ボルトCスペックは良い意味でも悪い意味でもバランスを崩している
ボルトに試乗した際、とてもバランスの取れた車輌だと感じました。しかしボルトCスペックは良くも悪くもバランスが崩れたモデルです。ボルトが乗り手を選ばず万人受けするために作ったバイクであれば、ボルトCスペックはカスタムショップがお客様の“こだわり”を受けて作り上げたバイクという印象です。
バックステップを採用したことで旋回時、簡単にステップを地面にすらなくなりましたが、反面ストップ&ゴーの多い街中では足を下ろす際に常に足が当たってしまうので意識的に後ろに足を下ろす必要があります。

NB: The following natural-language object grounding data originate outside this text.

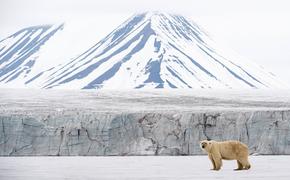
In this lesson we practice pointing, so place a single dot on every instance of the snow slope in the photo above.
(154, 50)
(19, 52)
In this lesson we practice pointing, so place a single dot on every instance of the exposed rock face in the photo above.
(82, 133)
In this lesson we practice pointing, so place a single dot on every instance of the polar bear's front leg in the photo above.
(218, 161)
(212, 161)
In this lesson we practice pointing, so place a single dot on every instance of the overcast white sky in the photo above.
(257, 29)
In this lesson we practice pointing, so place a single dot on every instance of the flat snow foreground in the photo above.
(139, 167)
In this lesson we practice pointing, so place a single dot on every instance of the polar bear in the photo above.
(227, 150)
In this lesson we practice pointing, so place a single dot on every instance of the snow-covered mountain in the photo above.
(149, 50)
(19, 52)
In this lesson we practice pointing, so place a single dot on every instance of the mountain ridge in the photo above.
(154, 50)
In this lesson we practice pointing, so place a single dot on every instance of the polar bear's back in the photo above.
(230, 150)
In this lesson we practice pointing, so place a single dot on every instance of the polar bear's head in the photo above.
(206, 145)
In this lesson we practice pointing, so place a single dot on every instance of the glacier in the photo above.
(106, 123)
(149, 50)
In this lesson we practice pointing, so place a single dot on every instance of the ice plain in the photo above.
(139, 168)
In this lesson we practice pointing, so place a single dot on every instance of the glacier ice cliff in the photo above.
(47, 125)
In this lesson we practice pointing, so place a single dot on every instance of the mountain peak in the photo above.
(154, 50)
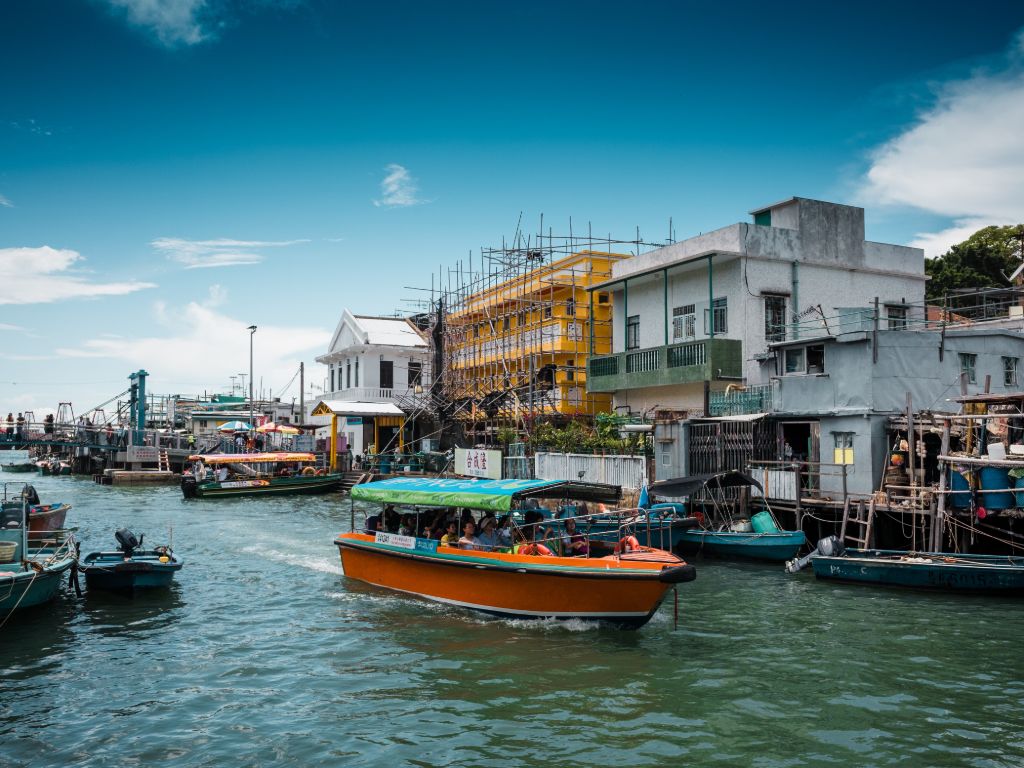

カフェレーサーのお約束とも言えるセパレートハンドルはそれほど前傾姿勢が厳しくはありませんが、バイクを押し引きする際に非常に重く感じるようになり、旋回時も若干ハンドルの重さを感じるようになりました。
乗りなれてくればボルトに比べて車体を倒してコーナーに侵入出来るため、走行性能の高さを発揮できるかもしれませんが、少なくとも街中レベルではボルトの方が圧倒的に扱いは楽です。
しかし、使い勝手の面ではなくスポーティーさで見ればどうかと言えば、車体左側にVバンクカバーというカバーが装着されニーグリップしやすくなり、ボルトRスペックのリザーバータンク付サスペンションをベースに6mm延長したリアサスペンションと同じく9mm延長されたフロントフォークサスペンション、そしてバックステップの影響でコーナリング時はより早いスピードで進入して旋回できるようになりました。
シートも滑りにくい加工が施された肉厚のシートのため、ボルトと比べると長時間のツーリングが楽になりましたし、ハンドルが細くなったことで操作もしやすくなり、バランスの取れたスポーツクルーザーを更にスポーティーなカフェレーサスタイルに仕上げたことで良い面と悪い面がしっかりと浮き出てきたイメージです。
まったり走行ではなくスポーティーに駆け抜けたいならCスペック
繰り返しになりますが、街中を走ればおよそストップ&ゴーを繰り返すにはバックステップの位置が邪魔をして信号待ちのたびに気を使うことになります。ちょっと試乗しただけでも感じましたが、一週間毎日通勤でボルトCスペックを使っていても慣れませんでした。
しかし逆にバンクした時の限界性能が高くなったことで、乗る人によってはコーナーを駆け抜ける喜びを感じることが出来るようになっています。
まったりと街中を走ったり、ツーリングで使用するには無理にバンクさせる必要はありませんし、ハンドル幅も若干広めの方が扱いやすいと言えます。普通に乗るならボルトの方が扱いは楽ですが、
「バイクを操舵する楽しみを感じたい!積極的にバイクを操舵したい!」
という人にとってはボルトCスペックはボルトに比べて遥かに期待に答えてくれます。ボルトのスタイルを見ればカフェレーサースタイルに仕上げたい!というユーザーも多かったはずです。
ボルトRスペックのABS付モデルの価格が99万5760円(税込み)。それに対して、ボルトCスペックは102万8160円(税込み)。その差3万2400円ですが、ボルトをカフェレーサースタイルにしようとしたらパーツ代金だけで数十万円かかってしまいます。
メーカーが作り上げたファクトリーカスタム車輌と言っても過言ではないボルトCスペック。リザーバータンク付サスペンションを装備したボルトRスペック。そしてノーマルボルト。選択肢が広がったことであなたのライフスタイルに合わせた選び方が出来るようになったといえるでしょう。